La dune sous-marine, trésor industriel, habitat naturel
En 2010, la Compagnie armoricaine de navigation (CAN), filiale du groupe Roullier (3,1 milliards de chiffre d’affaire à l’année), dépose une demande de permis d’extraction de sable sur la dune sous-marine de la baie de Lannion, à environ 5 km des côtes. Objectif : pomper chaque année, et pendant vingt ans, 400 000 m3 de sable coquillier, destiné à fertiliser les terres agricoles trop acides, en Bretagne notamment. L’exploitation du maërl, un fertilisant constitué par deux espèces d’algues, touche à sa fin.
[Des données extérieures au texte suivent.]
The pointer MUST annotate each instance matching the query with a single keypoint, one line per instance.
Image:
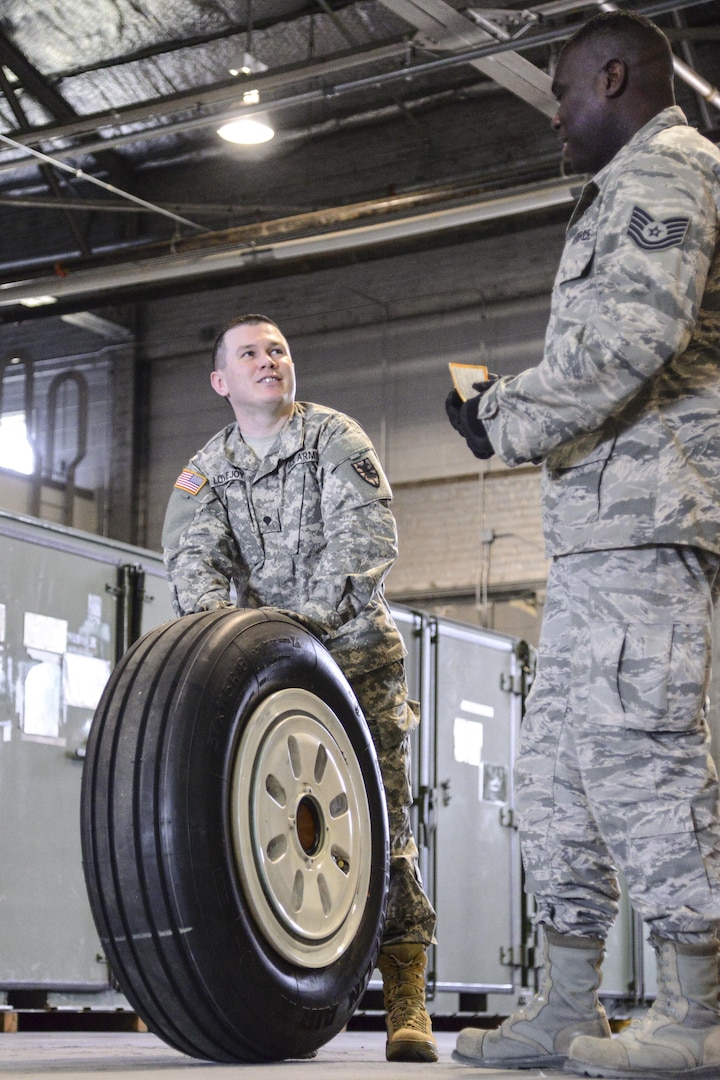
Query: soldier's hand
(453, 404)
(464, 419)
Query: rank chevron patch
(654, 235)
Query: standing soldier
(623, 410)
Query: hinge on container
(512, 956)
(512, 684)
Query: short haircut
(252, 320)
(638, 32)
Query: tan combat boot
(409, 1030)
(680, 1034)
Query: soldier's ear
(218, 383)
(614, 75)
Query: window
(15, 450)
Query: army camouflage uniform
(624, 413)
(309, 529)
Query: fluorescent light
(247, 131)
(38, 301)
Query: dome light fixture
(249, 130)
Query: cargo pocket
(650, 676)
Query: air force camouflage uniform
(624, 413)
(309, 529)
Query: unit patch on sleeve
(366, 470)
(653, 235)
(190, 482)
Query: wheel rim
(300, 827)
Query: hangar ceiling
(396, 122)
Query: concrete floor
(99, 1055)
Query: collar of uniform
(668, 118)
(671, 117)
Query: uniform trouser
(382, 694)
(613, 770)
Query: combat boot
(409, 1030)
(567, 1004)
(680, 1034)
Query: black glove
(464, 419)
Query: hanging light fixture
(250, 130)
(256, 127)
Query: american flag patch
(190, 482)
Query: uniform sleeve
(199, 548)
(361, 536)
(624, 312)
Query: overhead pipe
(132, 115)
(204, 261)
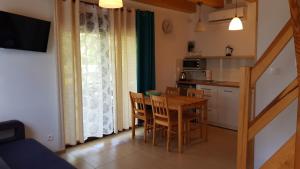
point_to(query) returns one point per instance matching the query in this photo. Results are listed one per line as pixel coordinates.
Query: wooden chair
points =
(172, 91)
(139, 111)
(163, 117)
(195, 121)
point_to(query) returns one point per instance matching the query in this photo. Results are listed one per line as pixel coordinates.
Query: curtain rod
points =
(91, 3)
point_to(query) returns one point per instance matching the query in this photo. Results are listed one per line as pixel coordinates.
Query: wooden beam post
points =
(295, 12)
(245, 109)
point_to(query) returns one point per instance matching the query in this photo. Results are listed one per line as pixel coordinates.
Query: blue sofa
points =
(16, 152)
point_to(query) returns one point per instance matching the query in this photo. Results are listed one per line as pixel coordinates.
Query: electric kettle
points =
(229, 51)
(182, 76)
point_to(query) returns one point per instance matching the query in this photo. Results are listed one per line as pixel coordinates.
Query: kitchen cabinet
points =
(211, 94)
(223, 104)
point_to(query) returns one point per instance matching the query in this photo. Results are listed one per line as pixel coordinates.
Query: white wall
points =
(28, 80)
(213, 41)
(170, 49)
(273, 15)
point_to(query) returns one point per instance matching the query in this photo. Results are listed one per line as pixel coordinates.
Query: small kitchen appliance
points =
(194, 64)
(182, 76)
(229, 50)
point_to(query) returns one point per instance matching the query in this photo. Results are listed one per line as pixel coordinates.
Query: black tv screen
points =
(24, 33)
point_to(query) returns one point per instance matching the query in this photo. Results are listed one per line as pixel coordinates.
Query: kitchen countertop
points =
(211, 83)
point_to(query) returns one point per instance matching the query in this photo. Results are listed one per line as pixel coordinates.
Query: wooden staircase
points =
(288, 156)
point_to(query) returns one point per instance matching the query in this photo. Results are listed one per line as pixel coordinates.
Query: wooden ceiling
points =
(188, 6)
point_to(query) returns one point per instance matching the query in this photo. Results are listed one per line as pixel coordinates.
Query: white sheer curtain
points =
(123, 50)
(67, 32)
(97, 72)
(97, 58)
(108, 63)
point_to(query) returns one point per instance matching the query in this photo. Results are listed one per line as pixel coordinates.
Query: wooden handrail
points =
(274, 108)
(272, 52)
(245, 109)
(295, 14)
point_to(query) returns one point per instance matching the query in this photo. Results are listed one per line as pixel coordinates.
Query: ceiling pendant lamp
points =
(200, 27)
(111, 3)
(236, 23)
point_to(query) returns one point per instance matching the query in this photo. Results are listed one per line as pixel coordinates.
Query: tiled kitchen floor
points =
(121, 152)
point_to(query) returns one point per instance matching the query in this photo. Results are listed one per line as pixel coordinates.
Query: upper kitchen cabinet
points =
(212, 42)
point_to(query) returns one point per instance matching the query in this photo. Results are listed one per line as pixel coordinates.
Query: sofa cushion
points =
(29, 154)
(3, 164)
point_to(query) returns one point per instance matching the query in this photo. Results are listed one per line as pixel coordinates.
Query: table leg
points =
(133, 126)
(205, 120)
(180, 130)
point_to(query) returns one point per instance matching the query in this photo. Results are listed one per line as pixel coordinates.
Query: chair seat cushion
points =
(30, 154)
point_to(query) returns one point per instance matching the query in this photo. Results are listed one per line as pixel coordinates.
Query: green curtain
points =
(145, 50)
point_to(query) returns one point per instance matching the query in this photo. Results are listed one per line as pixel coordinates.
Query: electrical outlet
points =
(50, 138)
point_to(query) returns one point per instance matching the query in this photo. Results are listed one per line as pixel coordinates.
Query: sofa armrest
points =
(17, 127)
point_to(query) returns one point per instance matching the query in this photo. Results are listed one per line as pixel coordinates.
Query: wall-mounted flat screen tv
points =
(24, 33)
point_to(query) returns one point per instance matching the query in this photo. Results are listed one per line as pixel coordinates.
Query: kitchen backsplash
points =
(223, 69)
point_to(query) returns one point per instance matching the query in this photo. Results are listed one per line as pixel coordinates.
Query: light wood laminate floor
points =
(121, 152)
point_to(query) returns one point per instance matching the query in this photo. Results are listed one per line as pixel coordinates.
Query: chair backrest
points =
(160, 108)
(172, 91)
(195, 93)
(137, 103)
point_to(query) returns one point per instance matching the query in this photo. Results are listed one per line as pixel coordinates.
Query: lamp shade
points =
(236, 24)
(111, 3)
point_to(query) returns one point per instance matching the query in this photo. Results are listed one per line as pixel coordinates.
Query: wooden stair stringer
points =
(284, 157)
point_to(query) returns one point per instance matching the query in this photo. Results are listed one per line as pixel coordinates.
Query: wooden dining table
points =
(180, 104)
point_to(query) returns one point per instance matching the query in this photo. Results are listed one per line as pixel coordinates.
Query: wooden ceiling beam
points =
(179, 5)
(211, 3)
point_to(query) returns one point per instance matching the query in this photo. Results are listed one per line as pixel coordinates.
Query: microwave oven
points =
(194, 64)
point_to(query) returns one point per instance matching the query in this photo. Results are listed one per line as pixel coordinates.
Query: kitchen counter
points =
(211, 83)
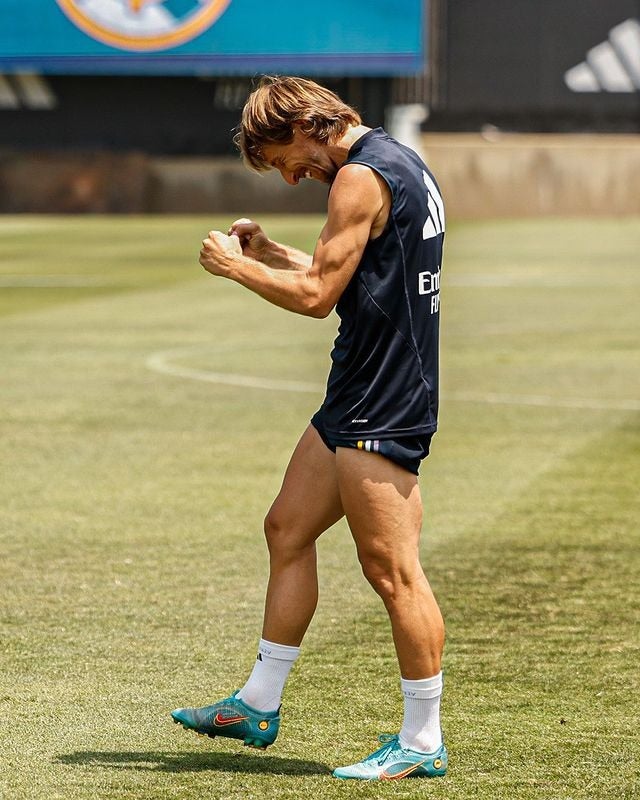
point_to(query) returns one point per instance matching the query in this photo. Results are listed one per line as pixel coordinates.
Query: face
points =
(302, 158)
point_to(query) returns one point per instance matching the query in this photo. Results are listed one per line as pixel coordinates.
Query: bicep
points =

L’Europe va interdire son exploitation afin d’éviter la destruction d’habitats marins. La CAN se tourne donc vers le sable coquillier, dont elle exploite deux gisements, «insuffisants» pour l’équilibre de l’entreprise, selon Bernard Lenoir, directeur foncier de la CAN, interrogé par Ouest France . Sans la dune de la baie de Lannion, la CAN pourrait bien mettre la clé sous la porte.
Le projet fait son chemin, une enquête publique est lancée. Mais les associations de la région sont inquiètes. Ce n’est pas le premier projet d’extraction de sable mené en Bretagne, et de nombreuses alertes ont été lancées sur leurs conséquences. Perturbation de l’environnement, destruction de la faune et la flore sous-marines, disparition des poissons… À Trébeurden, Pleumeur-Bodou et dans les autres communes de la baie, les pêcheurs s’inquiètent pour leurs emplois et les amoureux de l’environnement pour la vie sous-marine. L’inquiétude est d’autant plus forte que la dune visée par la CAN se situe au beau milieu de la baie, entre deux zones Natura 2000, et à quelques encablures de l’archipel des Sept-Îles.
Dans le rapport de l’enquête publique, le commissaire enquêteur souligne effectivement certains risques du projet… mais conclut par un avis favorable. «Personne n’a compris , raconte Alain Bidal, on savait que ce projet représentait des risques non négligeables, c’est d’ailleurs pour ça que les treize communes concernées s’y sont déclarées opposées, tout comme Lannion Trégor Agglomération. Mais leur avis n’a pas été entendu.» Un «déni de démocratie» que les habitants n’acceptent pas. Puisque que leur avis est négligé par la procédure, ils le feront entendre autrement. En janvier 2012, le collectif du Peuple des dunes en Trégor est créé par une trentaine d’associations.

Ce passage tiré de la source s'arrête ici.